I’m on a journey through the murky lairs of model-based learning. I explored model-based control methods, mainly MPCs over the weekend and I have since tried to implement a paper by Yuval Tassa, Tom Erez and Emanuel Todorov on Synthesis and Stabilization of Complex Behaviors through Online Trajectory Optimization. In this work, they used MPC with iLQR as its optimizer to get complex humanoids to perform short horizon tasks such as standing up and recovering its posture in the face of external perturbations. I hoped to implement this work, or at least look up an already existing implementation . To my chagrin, the implementations I found weren’t exactly beginner-friendly and would probably take a while to understand and reproduce. So I decided to take it slowly. One line at a time
I came across OpenAI’s python wrapper to Mujoco, Mujoco-py in my search and I found it pretty easy to use as most of the gory details seemed to have been abstracted away.
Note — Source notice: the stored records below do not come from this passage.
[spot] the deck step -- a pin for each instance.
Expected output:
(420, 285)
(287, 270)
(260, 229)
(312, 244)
So I decided to spend some time exploring its salient features before I try to implement MPC to control a humanoid in the environment. To start, I run a few of their examples and went through their corresponding python scripts. The example that seemed close enough to the joint control applications I was interested in was the Tosser example. I found the script for this example pretty easy to understand so I thought it wise to add in some comments about what each line’s purpose in the script was.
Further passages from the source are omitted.